Saturday, November 26, 2011

Handling NULLs and NAs

Real world data always has missing and blatantly incorrect values.

This becomes a painful issue when it comes to coming up with predictive models. While there are multiple ways of imputing data, it is difficult to figure out whether one is doing a good enough job. To make matters worse, the rows missing data might not be random. For example, all incomes above a certain threshold might be deliberately made NA to preserve anonymity. However, the model developer might not be aware of this censoring. Imputing data using any central measure will not only fail to capture this bit of information, but will actually make predictions worse.

Similar encoding might be present when one sees columns with values outside the natural limits. For example, say a column that contains number of questions answered from 5 questions in a test having the value -1 to indicate absentees.
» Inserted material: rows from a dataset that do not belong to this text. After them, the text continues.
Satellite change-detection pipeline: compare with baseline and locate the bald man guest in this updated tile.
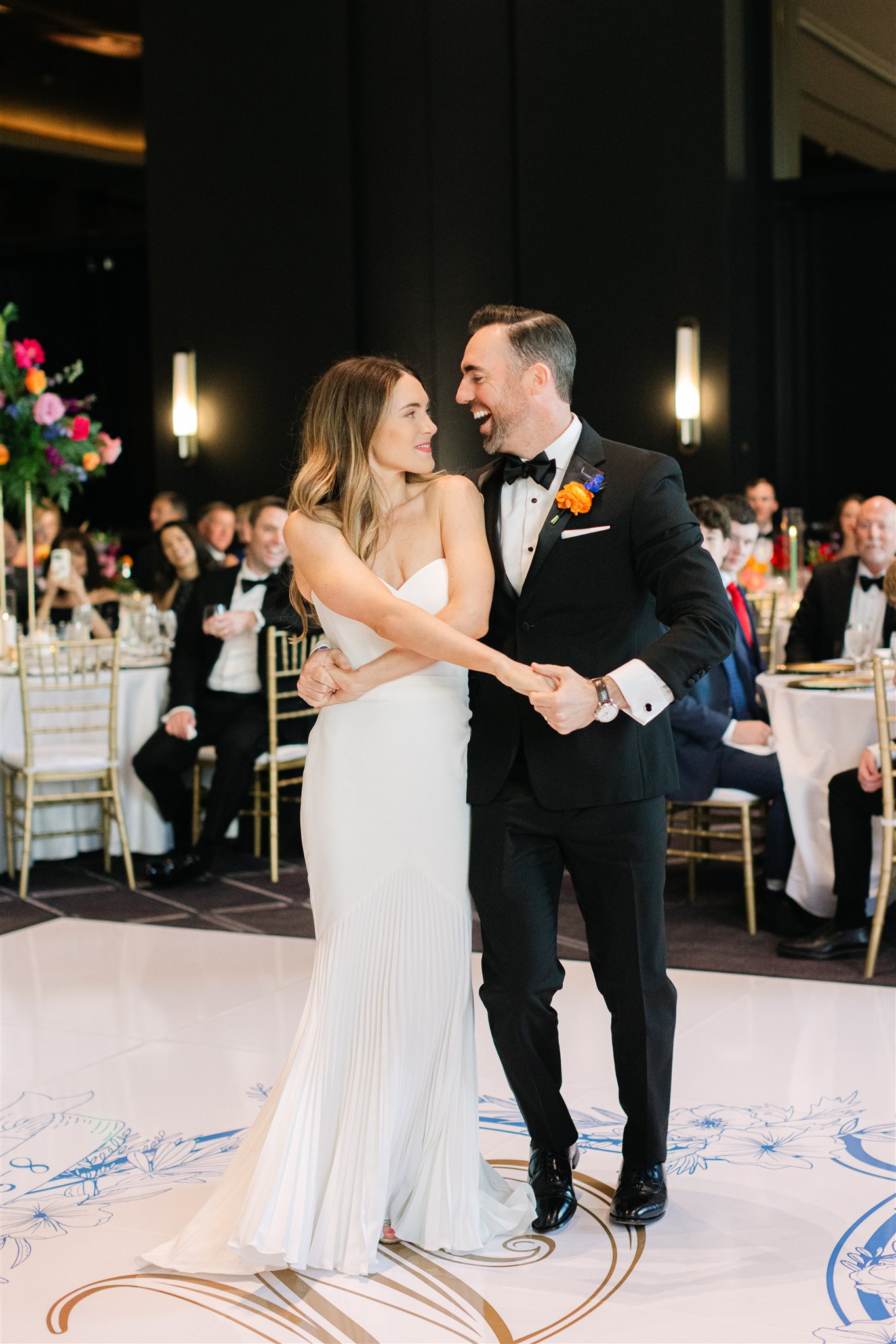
[784,495,896,663]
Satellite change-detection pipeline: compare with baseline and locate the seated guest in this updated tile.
[830,495,865,560]
[744,476,778,564]
[133,495,308,887]
[719,495,759,587]
[12,499,62,568]
[37,527,118,640]
[131,491,190,593]
[784,495,896,663]
[778,742,896,961]
[152,520,218,620]
[196,500,239,566]
[668,496,795,931]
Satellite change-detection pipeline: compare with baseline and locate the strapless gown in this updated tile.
[141,559,533,1274]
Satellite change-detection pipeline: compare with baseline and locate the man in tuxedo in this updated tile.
[457,306,735,1232]
[719,495,759,580]
[744,476,778,564]
[300,306,735,1232]
[784,495,896,663]
[669,496,794,914]
[134,495,305,887]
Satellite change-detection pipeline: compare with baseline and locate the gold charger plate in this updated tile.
[775,662,856,676]
[787,676,874,691]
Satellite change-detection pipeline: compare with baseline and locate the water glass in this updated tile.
[844,623,872,667]
[203,602,227,631]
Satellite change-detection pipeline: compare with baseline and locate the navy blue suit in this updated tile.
[668,585,794,880]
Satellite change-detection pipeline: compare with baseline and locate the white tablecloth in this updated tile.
[0,667,172,871]
[758,672,896,918]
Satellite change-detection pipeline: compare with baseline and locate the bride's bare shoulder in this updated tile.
[432,474,482,509]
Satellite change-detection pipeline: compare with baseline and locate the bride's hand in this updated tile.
[497,659,556,695]
[327,667,369,704]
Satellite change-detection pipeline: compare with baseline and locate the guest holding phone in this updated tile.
[37,527,118,640]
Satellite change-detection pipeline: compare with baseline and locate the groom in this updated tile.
[302,306,735,1232]
[457,306,735,1232]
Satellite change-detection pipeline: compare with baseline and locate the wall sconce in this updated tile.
[676,317,700,453]
[171,349,199,461]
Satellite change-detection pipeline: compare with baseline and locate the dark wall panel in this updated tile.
[144,0,356,503]
[516,0,728,489]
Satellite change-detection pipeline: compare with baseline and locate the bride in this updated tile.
[142,358,545,1274]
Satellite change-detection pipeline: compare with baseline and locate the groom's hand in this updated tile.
[529,663,627,736]
[296,649,352,709]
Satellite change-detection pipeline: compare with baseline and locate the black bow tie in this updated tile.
[504,453,558,488]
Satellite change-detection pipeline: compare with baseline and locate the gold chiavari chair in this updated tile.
[193,625,319,881]
[865,657,896,980]
[747,593,778,667]
[666,789,764,934]
[0,637,134,898]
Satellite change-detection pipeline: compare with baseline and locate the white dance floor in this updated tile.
[0,919,896,1344]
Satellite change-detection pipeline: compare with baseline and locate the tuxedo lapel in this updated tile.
[477,458,517,602]
[520,421,606,597]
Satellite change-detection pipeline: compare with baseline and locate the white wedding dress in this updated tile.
[142,559,533,1274]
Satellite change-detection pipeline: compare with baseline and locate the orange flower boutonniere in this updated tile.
[556,481,592,513]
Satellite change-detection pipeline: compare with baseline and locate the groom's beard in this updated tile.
[482,411,526,457]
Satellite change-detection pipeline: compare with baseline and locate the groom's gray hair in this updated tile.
[468,304,575,402]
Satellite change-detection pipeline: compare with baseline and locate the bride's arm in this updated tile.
[283,499,542,695]
[328,476,495,703]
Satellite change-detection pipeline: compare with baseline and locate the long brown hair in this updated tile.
[287,355,432,621]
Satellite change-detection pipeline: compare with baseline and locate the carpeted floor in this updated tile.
[0,849,896,986]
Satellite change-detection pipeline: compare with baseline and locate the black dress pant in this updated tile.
[828,770,884,929]
[470,757,676,1167]
[719,746,794,881]
[134,691,268,853]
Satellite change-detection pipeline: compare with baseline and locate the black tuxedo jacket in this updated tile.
[468,423,735,810]
[169,564,306,723]
[784,555,896,663]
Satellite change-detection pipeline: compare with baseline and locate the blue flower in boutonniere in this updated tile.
[551,467,603,524]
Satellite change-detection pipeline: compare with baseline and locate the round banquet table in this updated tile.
[756,672,895,919]
[0,665,172,872]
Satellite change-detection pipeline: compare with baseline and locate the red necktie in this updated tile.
[728,583,752,648]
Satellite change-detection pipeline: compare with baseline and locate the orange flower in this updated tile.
[556,481,594,513]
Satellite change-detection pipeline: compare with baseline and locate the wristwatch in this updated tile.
[590,676,619,723]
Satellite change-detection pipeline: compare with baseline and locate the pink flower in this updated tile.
[12,337,47,368]
[96,429,121,467]
[33,392,66,425]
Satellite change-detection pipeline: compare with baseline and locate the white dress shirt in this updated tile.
[205,560,269,695]
[846,560,887,649]
[501,415,674,723]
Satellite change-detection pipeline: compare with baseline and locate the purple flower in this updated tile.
[45,445,66,476]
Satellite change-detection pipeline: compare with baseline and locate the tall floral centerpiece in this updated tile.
[0,304,121,631]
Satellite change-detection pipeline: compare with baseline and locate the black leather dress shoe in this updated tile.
[610,1163,669,1227]
[146,849,209,887]
[529,1144,579,1232]
[778,919,868,961]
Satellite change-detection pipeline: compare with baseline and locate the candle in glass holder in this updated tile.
[787,523,800,593]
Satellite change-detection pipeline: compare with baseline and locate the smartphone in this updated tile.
[50,545,71,579]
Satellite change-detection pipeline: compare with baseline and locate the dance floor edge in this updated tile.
[0,919,896,1344]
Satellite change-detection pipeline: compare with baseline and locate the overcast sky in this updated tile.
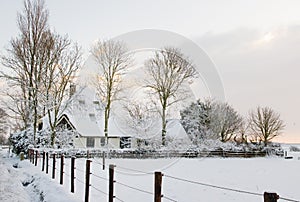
[0,0,300,142]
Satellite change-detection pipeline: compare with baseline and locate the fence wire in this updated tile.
[116,181,154,195]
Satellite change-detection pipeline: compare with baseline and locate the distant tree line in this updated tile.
[0,0,284,152]
[180,100,285,146]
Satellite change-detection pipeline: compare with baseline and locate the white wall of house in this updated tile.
[73,136,125,149]
[73,137,86,148]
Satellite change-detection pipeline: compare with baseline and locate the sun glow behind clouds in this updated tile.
[261,32,275,43]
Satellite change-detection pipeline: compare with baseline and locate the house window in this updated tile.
[89,114,96,122]
[86,137,95,147]
[120,137,131,149]
[100,137,105,147]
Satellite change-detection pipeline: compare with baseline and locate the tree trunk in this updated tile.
[104,105,109,145]
[51,130,56,147]
[161,103,167,146]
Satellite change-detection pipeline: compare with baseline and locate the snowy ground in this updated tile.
[0,147,300,202]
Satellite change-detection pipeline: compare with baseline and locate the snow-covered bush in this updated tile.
[180,100,215,145]
[10,129,33,154]
[180,100,242,145]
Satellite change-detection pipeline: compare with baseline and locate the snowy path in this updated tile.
[0,150,81,202]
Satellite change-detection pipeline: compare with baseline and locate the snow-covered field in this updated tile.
[0,147,300,202]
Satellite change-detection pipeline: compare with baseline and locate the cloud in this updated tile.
[196,26,300,141]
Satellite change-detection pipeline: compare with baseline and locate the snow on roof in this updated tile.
[58,87,128,137]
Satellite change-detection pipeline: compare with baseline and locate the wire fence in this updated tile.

In the worst case, a model developed by completely dropping the offending parameter might perform better than an imputed data-set.
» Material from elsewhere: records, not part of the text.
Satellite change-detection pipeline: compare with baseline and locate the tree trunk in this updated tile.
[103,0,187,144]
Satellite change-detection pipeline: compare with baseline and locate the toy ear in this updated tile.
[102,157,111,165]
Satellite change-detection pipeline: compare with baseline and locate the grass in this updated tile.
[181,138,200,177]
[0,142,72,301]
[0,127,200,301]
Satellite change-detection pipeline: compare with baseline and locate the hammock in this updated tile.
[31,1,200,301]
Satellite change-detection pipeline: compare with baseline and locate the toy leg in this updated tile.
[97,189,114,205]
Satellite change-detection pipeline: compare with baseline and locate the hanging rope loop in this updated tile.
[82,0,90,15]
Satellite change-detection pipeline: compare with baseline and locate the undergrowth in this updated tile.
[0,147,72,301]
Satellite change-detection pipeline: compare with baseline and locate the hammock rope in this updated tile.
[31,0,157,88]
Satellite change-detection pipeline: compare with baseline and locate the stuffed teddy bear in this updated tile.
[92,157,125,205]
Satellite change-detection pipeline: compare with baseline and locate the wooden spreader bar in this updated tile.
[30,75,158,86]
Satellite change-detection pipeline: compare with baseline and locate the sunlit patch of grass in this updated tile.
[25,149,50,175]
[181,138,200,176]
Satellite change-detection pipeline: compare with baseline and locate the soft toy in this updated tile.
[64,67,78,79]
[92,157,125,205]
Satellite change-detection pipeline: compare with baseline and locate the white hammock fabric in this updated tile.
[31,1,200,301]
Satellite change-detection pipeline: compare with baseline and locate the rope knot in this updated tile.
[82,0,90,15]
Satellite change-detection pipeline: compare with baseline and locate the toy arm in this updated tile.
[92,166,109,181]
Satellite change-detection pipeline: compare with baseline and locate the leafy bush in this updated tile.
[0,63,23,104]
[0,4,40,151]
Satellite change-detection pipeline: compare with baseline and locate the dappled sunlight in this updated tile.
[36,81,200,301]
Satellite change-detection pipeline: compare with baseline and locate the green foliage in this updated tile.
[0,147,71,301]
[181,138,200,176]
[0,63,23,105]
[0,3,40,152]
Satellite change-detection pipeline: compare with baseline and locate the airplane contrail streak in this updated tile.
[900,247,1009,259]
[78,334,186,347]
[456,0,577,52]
In most cases, we can do better.



Ensemble techniques
Dealing with incomplete data is one of the pros of using ensemble techniques where one can afford to have some noise in the data-set and yet get fairly good predictors which generalize well. Some of these techniques are fairly good at dealing with very high dimensional data as well. Random forest models, for example, take a subspace of dimensions for training different trees. Sub-sampling the data while carefully avoiding selection of those (row, column) pairs which contain missing data springs as a possible solution.

At least in R, the default implementation of these techniques is sensitive to missing values. For example, the random forest library does not allow input data to have any NAs. One way to deal with it is dropping the extra information. It will work, but it means we are not using the entire data-set.
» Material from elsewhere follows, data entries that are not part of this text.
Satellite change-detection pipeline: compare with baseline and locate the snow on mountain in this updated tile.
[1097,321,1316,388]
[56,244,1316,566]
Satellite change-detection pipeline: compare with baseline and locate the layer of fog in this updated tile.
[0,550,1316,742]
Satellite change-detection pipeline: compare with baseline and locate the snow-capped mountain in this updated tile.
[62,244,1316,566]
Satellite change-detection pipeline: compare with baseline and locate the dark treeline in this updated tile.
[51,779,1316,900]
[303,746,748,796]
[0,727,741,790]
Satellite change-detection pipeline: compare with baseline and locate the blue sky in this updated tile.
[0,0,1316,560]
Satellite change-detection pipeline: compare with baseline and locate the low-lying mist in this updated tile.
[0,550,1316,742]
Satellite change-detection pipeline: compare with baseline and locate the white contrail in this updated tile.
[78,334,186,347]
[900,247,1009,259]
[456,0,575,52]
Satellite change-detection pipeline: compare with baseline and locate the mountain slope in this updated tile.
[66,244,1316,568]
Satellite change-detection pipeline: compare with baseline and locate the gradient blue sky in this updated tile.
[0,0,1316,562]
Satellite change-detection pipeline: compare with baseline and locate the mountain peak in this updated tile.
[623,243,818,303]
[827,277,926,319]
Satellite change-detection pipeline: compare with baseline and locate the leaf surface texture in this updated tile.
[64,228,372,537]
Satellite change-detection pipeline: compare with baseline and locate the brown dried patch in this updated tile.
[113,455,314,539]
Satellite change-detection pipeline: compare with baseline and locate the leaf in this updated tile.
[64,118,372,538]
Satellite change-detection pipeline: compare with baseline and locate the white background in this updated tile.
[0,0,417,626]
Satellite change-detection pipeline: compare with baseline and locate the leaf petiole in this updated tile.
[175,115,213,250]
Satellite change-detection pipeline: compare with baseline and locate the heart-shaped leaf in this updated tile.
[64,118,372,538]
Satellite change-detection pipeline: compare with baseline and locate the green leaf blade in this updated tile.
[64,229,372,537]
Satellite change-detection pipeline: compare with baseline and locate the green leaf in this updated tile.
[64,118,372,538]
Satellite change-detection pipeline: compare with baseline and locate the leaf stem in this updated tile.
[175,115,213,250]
Instead, the next time you encounter such a data-set (with missing values):


UsersIncome
110
2NA
31000
4NA


    Add another column which indicates whether the actual value was missing (or incorrect) and then replace the missing (or incorrect) values with anything (mean, median, zero, any constant, etc.).


    UsersIncomeIncomeNA
    1100
    25051
    310000
    45051

    And then use this modified data-set as input for training the model.

    The intuition
    An intuitive idea of why this might work is that if there is some information associated with the missing data, then the IncomeNA column will become a significant predictor and will overshadow the effect of the (constant) imputed values. For example, if we were training a glm model, then the coefficient of  IncomeNA will not play a role for those rows when data is available. However, the coefficient would adjust with the imputed values and provide the optimal prediction for rows which have missing data. Note that glm itself is not an ensemble method, but it makes it easier to interpret the effect of the added column.


    Conclusion
    This is a fairly general method of dealing with missing data but it does have some shortcomings.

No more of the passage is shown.